A necessary and sufficient condition for ergodicity

Question

Let $(X,\mathcal B,\mu)$ be a probability space and $T\colon X\rightarrow X$ be measure preserving. I need to prove that $T$ is ergodic if and only if the following property holds:

If $f\colon X\rightarrow\Bbb R$ is measurable and satisfies $f(T(x))\geqslant f(x)$ almost everywhere, then $f$ is constant almost everywhere.

Answer 1

Definition: The set $A\in\mathcal B$ is invariant if $T^{-1}(A)=A$.

Definition: $T\colon X\to X$ is ergodic if the measure of each invariant set is either $0$ or $1$.

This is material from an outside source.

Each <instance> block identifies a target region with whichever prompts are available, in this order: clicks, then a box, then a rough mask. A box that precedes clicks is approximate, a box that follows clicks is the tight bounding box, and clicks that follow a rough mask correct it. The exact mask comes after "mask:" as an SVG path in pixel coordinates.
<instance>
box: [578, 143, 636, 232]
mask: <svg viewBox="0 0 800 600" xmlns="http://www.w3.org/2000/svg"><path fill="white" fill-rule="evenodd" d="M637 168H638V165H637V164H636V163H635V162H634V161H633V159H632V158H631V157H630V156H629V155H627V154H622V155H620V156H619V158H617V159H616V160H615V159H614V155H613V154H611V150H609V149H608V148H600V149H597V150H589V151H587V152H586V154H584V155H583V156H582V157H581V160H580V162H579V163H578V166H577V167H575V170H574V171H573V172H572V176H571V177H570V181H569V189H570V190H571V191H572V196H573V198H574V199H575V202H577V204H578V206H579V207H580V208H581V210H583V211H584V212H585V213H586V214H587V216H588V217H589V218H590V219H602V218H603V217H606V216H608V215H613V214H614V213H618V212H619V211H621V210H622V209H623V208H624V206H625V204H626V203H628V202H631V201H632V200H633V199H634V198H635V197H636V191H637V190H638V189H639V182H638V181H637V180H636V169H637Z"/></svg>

Definition: The set $A\in\mathcal B$ is almost invariant if $\mu(T^{-1}( A ) \Delta A)=0$.

We have the following result (see Ergodic Theory wiht a view towards numbers theory by Eiseidler and Ward, GTM.

Proposition: If $T$ is ergodic and $A$ is almost invariant then $\mu(A)\in\{0;1\}$.

One direction is quite easy: assume that for all $f$ measurable satisfying $f(Tx)\geqslant f(x)$ almost everywhere we have that $f$ is constant almost everywhere. Take $A$ such that $T^{-1}(A)=A$. With $f:=\chi_A$, we get what we want.

Conversely, assume $T$ ergodic. For each real number $R$, define $$S_R:=\{x,\sup_{n\geqslant 1}f(T^nx)\leqslant R\}.$$ Each $S_R$ is almost invariant, so $\mu(S_R)\in\{0,1\}$ for each $R$. Define $R_0:=\inf\{R>0,\mu(S_R)=1\}$. Then $f=R_0$ almost everywhere.